But it is documented

R
{fuj}
Published

May 20, 2024

Note

This interesting behavior was related to {fuj} v0.2.0 lst() behavior. An issue was created to track the fix: jmbarbone/fuj#60.

Short answer: Yes. Feel free to read through the journey of discovery.

The original post showed the behavior with substitute(), which made this feel a little more confusing that it really is.

When trying to compare two values, R makes an attempt to find a common data type. This shouldn’t be new:

Code
# double and integer
0.0 == 0L
#> [1] TRUE

# double and logical
0 == FALSE
#> [1] TRUE

# double and character
0 == "0"
#> [1] TRUE

# date and character
as.Date("2024-05-08") == "2024-05-08"
#> [1] TRUE

In the above examples, all the values are coerced to the same type before the comparison is made. These all resolve in the values being equal. However, there is a special behavior invoked when we compare lists.
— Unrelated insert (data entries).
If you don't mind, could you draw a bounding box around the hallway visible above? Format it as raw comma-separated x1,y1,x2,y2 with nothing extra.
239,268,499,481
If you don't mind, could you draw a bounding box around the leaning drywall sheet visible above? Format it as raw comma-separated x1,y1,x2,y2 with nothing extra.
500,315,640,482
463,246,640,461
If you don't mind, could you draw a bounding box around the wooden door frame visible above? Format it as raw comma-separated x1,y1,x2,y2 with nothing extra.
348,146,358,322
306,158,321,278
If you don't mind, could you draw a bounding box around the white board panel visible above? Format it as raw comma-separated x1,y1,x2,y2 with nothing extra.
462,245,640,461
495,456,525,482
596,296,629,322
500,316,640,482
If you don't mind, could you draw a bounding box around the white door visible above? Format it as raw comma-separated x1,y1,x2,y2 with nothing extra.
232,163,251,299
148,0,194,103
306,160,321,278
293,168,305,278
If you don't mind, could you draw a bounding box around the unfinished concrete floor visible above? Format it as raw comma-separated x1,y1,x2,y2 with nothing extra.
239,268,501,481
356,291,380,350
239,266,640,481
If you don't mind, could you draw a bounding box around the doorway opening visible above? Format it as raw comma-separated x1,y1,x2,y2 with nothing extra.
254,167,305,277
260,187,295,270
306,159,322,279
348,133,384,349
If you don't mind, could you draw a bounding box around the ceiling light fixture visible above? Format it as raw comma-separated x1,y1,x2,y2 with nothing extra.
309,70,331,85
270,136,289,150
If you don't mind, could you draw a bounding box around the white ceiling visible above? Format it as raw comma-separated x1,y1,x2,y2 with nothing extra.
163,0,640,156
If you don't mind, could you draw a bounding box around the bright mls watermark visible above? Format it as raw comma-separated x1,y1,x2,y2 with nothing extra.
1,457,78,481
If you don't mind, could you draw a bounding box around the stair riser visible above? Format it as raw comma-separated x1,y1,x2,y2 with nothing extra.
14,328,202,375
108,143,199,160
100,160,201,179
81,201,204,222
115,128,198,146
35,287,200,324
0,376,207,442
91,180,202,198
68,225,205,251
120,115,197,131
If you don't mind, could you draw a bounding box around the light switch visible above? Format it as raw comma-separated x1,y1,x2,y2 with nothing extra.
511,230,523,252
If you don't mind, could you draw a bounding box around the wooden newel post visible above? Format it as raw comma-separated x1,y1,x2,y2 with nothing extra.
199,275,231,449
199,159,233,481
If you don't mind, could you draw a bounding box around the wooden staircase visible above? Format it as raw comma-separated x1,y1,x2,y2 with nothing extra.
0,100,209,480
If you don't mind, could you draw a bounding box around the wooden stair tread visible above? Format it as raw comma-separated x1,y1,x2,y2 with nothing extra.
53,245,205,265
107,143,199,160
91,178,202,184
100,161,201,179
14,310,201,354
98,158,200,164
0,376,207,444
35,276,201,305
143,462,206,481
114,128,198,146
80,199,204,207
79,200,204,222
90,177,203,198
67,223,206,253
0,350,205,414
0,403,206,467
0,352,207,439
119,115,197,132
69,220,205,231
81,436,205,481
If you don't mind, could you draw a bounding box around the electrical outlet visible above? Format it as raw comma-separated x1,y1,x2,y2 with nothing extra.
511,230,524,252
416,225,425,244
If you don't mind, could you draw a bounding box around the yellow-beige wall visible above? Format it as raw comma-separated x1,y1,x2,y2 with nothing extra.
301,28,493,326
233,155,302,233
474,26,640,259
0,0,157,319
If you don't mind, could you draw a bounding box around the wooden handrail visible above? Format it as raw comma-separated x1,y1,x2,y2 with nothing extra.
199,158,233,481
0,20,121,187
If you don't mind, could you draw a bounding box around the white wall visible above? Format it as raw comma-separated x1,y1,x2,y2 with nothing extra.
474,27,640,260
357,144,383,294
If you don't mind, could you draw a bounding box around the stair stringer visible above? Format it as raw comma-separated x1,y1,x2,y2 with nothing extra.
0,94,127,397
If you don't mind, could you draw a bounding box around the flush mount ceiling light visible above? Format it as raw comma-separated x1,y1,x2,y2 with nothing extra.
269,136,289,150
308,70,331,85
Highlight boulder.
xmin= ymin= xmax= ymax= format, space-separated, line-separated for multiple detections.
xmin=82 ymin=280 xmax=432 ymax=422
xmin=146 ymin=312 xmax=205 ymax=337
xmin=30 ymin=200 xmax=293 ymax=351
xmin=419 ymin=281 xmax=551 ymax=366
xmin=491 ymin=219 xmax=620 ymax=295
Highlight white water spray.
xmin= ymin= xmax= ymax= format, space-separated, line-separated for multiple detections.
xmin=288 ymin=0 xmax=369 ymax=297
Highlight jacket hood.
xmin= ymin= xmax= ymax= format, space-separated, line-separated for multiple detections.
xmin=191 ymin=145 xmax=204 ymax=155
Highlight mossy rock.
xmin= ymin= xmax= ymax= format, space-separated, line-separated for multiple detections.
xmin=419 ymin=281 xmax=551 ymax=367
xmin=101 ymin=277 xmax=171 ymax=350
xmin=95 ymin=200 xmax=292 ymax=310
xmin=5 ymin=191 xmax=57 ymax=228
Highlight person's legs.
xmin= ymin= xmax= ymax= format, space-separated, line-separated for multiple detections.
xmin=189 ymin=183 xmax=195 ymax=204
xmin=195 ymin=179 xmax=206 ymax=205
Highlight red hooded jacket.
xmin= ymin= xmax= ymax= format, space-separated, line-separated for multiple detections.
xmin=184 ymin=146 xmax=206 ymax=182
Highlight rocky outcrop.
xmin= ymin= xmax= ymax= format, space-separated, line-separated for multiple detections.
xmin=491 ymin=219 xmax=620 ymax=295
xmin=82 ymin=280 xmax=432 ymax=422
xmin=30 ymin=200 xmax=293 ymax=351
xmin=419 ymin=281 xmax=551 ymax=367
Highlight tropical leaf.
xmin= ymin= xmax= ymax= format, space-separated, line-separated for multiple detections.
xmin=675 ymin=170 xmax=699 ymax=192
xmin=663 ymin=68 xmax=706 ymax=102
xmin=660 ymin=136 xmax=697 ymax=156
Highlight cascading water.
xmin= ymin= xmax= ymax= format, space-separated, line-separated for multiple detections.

Here’s the wat simplified:

Code
# NA resolves to NA
NA == ""
#> [1] NA
NA_character_ == ""
#> [1] NA

# but not in a list
list(NA) == ""
#> [1] FALSE

# unless it's a character
list(NA_character_) == ""
#> [1] NA

Let’s rewrite this as direct character conversions:

Code
as.character(NA)
#> [1] NA
as.character(NA_character_)
#> [1] NA
as.character(list(NA))
#> [1] "NA"
as.character(list(NA_character_))
#> [1] NA

There it is: list(NA) turns into "NA". wat? Well, these two help files provide the relevant information on what is happening here:

Language objects such as symbols and calls are deparsed to character strings before comparison.
?base::Comparison, Details

For lists and pairlists (including language objects such as calls) it deparses the elements individually, except that it extracts the first element of length-one character vectors.
?base::character, Value

The extraction of length 1 character vectors is the described behavior that I was missing. When calling deparse() on a non-list vector, we get a different result for NA and NA_character_: So, here’s what happens:

  1. R detects that one comparison is a list
  2. R converts the list vector to a character vector
  3. For each element in the list, R converts checks if it is a single length character vector or not
  4. If it is a single length character vector, R simply returns the (first element of the) value
  5. If it is not a single length character vector, R deparses the value

We can replicate this with a custom function:

Code
my_convert <- function(x) {
  do <- function(i) {
    if (is.character(i) && length(i) == 1L) {
      # extracts the first element of length-one character vectors
      return(i[1L])
    }
    
    # deparses elements individually
    deparse1(i, control = NULL)
  }
  
  # determine routine for each element
  vapply(x, do, "", USE.NAMES = FALSE)
}

x <- list(1:3, NA, NA_real_, NA_character_)
waldo::compare(as.character(x), sapply(x, deparse, control = NULL))
#> `old`: "1:3" "NA" "NA" NA  
#> `new`: "1:3" "NA" "NA" "NA"
waldo::compare(as.character(x), my_convert(x))
#> ✔ No differences
Tip

There is a default control of "keepNA", which retains additional information about our NA values. The list to character conversion doesn’t seem to use this as all the values are resolved to "NA" rather than "NA_character_", or the like.

Code
sapply(x, deparse, control = "keepNA")
#> [1] "1:3"           "NA"            "NA_real_"      "NA_character_"